Quantized GGUF Models

What is it?¶

Salvatore Sanfilippo (antirez), the creator of Redis, released DwarfStar 4 (ds4) — a dedicated local inference engine for DeepSeek V4 Flash. Unlike general-purpose runners, ds4 is laser-focused on one model and one goal: make a 284B MoE model feel finished end-to-end on local hardware.
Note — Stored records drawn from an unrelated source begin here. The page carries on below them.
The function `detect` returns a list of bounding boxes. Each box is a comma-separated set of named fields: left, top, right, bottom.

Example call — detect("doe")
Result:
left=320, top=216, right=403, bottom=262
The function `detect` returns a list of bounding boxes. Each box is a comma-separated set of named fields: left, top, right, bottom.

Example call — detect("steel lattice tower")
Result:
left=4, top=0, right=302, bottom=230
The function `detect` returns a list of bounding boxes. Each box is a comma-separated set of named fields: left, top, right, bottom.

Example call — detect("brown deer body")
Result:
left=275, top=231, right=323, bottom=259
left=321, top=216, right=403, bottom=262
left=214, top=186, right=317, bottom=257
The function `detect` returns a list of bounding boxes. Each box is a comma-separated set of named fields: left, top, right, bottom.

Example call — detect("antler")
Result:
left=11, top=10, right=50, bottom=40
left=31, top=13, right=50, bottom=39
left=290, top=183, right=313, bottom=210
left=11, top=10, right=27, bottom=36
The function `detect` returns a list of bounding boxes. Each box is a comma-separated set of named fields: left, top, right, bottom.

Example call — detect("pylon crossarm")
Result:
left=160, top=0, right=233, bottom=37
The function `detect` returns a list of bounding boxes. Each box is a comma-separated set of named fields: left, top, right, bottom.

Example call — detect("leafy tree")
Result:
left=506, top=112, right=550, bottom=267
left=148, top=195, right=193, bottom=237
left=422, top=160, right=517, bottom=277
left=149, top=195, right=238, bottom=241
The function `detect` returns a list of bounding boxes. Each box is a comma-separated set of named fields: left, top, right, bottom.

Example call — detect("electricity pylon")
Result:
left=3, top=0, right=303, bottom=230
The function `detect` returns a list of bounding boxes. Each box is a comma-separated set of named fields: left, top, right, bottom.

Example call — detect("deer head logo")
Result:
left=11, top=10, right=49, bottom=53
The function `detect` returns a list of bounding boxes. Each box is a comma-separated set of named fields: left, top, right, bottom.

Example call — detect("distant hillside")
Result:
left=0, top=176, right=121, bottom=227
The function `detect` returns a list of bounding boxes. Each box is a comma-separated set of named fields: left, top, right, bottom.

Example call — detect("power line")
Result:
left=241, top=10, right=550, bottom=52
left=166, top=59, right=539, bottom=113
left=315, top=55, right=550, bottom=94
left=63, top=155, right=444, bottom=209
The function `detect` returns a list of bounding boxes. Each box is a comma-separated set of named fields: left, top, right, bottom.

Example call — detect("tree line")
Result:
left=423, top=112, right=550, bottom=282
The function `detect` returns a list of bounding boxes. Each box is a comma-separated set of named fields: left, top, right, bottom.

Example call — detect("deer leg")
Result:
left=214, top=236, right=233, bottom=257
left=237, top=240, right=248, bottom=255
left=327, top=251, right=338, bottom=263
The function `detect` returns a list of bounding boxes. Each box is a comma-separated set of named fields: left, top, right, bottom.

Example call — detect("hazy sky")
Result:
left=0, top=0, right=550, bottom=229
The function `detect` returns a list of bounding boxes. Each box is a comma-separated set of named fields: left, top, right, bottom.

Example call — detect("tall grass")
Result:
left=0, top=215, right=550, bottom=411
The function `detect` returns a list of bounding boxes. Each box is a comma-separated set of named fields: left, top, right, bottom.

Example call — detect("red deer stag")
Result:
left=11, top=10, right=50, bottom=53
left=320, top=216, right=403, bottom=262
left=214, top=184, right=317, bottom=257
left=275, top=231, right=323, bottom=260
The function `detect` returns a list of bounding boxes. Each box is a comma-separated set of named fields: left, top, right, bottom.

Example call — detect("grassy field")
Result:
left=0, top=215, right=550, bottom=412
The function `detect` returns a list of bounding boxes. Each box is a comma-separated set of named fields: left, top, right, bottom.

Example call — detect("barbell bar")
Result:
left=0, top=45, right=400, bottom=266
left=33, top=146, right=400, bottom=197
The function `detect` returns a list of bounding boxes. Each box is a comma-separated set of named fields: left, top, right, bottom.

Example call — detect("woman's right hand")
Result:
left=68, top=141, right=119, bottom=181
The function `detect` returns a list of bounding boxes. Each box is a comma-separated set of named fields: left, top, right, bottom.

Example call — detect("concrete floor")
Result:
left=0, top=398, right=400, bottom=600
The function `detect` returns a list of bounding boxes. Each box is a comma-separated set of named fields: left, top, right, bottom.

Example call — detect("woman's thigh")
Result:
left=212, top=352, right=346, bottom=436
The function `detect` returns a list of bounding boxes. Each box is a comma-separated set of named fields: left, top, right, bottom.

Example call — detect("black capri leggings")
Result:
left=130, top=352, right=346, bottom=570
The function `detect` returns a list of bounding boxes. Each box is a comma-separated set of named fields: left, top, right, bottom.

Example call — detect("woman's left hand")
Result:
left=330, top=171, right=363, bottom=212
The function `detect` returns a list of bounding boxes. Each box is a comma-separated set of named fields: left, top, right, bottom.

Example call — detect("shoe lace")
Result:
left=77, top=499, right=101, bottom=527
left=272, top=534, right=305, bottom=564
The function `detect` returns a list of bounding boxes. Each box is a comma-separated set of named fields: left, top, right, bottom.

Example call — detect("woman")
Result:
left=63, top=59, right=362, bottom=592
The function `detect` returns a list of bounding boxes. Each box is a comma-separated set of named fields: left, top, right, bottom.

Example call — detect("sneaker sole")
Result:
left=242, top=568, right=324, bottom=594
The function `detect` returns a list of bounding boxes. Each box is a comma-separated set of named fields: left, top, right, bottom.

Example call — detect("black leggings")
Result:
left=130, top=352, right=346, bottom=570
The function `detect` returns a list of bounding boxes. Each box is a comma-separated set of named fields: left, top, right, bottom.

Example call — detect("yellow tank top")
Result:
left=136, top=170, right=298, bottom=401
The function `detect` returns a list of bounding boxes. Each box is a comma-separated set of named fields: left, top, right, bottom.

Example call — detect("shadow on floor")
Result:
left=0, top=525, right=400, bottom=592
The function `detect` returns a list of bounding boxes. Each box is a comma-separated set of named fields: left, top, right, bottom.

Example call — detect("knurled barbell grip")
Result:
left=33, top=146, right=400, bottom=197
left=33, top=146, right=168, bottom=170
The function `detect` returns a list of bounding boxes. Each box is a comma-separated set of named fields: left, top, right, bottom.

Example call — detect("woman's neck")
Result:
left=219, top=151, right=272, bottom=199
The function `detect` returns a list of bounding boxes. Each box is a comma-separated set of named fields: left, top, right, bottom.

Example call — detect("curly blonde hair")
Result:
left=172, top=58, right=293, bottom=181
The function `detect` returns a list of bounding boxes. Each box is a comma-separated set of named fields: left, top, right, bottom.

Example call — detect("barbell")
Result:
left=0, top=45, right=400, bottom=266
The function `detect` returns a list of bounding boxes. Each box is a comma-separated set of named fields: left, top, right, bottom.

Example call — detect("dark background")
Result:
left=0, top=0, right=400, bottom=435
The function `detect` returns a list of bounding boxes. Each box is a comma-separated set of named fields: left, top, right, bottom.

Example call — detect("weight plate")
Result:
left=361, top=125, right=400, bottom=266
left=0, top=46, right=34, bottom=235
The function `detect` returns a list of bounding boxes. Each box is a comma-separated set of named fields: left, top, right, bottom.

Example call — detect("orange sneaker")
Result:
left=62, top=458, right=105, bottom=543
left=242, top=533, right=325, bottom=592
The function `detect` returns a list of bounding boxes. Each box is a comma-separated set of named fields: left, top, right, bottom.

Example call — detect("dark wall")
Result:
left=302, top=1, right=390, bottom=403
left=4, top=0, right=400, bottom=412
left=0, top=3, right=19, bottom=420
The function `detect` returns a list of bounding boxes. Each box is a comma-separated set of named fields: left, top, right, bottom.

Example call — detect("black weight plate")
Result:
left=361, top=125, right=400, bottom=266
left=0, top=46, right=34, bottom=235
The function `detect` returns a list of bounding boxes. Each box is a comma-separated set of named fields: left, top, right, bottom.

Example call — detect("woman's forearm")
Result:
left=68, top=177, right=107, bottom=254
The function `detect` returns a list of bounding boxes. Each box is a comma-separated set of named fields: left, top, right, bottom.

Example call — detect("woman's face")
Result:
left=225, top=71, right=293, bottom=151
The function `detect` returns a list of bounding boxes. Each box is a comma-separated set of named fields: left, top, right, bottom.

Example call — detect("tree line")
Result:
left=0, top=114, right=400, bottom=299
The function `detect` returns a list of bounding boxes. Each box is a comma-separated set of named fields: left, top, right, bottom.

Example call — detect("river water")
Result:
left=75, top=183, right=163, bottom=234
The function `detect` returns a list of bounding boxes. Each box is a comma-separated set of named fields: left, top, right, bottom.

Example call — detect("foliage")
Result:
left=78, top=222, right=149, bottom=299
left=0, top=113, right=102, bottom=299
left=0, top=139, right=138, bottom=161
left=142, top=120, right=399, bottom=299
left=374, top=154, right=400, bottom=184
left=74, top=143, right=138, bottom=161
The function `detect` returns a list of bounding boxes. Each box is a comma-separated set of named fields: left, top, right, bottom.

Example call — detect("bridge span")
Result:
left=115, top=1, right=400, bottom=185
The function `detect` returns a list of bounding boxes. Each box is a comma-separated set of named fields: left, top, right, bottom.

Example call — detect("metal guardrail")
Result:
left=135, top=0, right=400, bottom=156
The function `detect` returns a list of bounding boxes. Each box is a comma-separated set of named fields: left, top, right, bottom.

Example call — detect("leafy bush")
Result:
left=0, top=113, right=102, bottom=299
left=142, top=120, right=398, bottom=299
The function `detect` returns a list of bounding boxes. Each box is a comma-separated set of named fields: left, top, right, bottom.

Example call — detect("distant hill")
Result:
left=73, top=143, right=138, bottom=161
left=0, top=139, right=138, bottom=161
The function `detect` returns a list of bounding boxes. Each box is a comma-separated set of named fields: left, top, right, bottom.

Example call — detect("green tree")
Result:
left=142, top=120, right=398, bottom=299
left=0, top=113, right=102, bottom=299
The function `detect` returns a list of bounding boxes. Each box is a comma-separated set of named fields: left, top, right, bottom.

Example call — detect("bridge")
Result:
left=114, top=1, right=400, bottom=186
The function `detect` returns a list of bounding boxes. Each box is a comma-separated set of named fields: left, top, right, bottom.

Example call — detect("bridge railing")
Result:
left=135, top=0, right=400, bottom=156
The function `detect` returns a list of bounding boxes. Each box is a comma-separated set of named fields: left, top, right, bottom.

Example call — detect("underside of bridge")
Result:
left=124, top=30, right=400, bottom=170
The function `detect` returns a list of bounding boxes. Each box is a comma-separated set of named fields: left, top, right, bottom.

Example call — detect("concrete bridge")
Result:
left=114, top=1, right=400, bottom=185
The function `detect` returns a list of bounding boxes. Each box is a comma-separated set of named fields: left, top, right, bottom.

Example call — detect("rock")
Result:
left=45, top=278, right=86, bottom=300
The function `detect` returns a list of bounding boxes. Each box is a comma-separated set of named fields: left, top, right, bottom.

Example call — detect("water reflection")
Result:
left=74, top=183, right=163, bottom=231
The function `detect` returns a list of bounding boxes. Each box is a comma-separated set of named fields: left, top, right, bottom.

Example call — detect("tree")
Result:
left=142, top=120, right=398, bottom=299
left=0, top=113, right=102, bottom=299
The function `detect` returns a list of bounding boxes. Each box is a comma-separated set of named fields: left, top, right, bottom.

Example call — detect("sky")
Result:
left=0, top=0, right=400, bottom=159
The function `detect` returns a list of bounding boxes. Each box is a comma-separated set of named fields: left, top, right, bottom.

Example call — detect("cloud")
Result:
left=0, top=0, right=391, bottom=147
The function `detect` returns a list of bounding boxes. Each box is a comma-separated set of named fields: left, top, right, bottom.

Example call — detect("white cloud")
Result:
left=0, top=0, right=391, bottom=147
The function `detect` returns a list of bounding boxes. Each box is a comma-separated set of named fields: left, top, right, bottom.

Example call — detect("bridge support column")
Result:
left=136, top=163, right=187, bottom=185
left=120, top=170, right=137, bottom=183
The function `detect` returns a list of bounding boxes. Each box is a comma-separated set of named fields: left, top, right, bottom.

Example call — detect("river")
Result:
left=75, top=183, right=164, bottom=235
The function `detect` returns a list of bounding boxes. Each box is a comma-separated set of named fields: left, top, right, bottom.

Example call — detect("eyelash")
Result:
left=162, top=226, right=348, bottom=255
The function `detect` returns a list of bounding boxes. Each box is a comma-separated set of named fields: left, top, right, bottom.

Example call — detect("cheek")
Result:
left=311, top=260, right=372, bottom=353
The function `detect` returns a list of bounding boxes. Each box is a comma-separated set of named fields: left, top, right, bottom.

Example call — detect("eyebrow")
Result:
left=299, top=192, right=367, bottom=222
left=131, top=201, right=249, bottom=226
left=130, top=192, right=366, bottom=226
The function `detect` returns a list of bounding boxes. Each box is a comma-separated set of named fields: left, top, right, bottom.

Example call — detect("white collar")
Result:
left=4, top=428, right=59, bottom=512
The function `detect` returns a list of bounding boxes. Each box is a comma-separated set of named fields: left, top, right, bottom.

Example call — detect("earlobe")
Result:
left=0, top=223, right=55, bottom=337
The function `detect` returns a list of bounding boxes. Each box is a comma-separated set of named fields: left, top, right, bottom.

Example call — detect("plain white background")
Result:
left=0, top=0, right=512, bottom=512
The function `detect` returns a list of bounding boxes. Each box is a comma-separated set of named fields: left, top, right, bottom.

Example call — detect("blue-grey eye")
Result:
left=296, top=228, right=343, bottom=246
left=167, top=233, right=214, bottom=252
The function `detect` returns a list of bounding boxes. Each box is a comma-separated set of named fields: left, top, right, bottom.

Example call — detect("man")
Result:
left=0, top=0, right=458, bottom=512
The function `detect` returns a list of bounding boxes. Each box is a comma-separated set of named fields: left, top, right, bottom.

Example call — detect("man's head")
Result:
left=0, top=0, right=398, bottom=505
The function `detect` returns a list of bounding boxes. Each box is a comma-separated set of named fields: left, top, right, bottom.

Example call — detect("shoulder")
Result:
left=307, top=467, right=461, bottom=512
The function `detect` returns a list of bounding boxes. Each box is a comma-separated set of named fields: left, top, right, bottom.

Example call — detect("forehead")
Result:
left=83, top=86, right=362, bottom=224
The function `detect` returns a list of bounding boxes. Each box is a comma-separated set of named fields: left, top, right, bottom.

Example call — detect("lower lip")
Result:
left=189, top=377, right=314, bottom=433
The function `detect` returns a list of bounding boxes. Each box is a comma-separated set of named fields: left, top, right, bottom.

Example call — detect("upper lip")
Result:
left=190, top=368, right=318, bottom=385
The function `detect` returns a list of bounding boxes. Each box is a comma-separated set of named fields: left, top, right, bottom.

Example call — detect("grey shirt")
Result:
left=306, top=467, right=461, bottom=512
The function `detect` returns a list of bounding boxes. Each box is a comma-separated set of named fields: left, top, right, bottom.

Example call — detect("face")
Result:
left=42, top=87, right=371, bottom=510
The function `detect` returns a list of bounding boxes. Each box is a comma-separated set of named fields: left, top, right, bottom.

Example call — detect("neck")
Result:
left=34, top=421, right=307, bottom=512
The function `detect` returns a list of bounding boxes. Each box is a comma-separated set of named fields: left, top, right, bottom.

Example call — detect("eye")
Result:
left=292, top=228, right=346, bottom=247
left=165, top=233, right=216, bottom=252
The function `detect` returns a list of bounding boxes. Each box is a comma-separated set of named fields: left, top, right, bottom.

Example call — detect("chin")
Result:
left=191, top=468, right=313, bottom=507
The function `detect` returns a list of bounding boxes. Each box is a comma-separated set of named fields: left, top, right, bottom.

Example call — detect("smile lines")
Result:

git clone https://github.com/antirez/ds4
cd ds4 && make        # Metal (macOS)
# or
make cuda             # CUDA (Linux)
./ds4 --model ds4-flash-q4_k_m.gguf --prompt "Explain MoE attention"

Why DeepSeek V4 Flash?¶


Speed	Fewer active parameters per token via Mixture of Experts. Sub-second generation on consumer GPUs.
Smart thinking	Thinking length scales with problem complexity — often ⅕ of comparable models.
1M context	Native million-token context. No hacks, no sliding window approximations.
KV cache on disk	KV cache lives on SSD, not RAM. Modern NVMe is fast enough for real-time inference.
Runs on 96GB	A 284B MoE model on a MacBook. 2-bit quantized, Metal-accelerated.
Frontier quality	Superior English and Italian generation. Quasi-frontier quality without the cloud.

KV cache on disk¶

The most radical idea: KV cache lives on disk, not RAM. Modern MacBook SSDs are fast enough that persisting KV state to NVMe is practical. This changes what "long context" means for local inference.

Built on llama.cpp¶

"This project would not exist without llama.cpp and GGML. We are thankful and indebted." — antirez

ds4 doesn't link against GGML but inherits the GGUF quant formats, kernel designs, and ecosystem.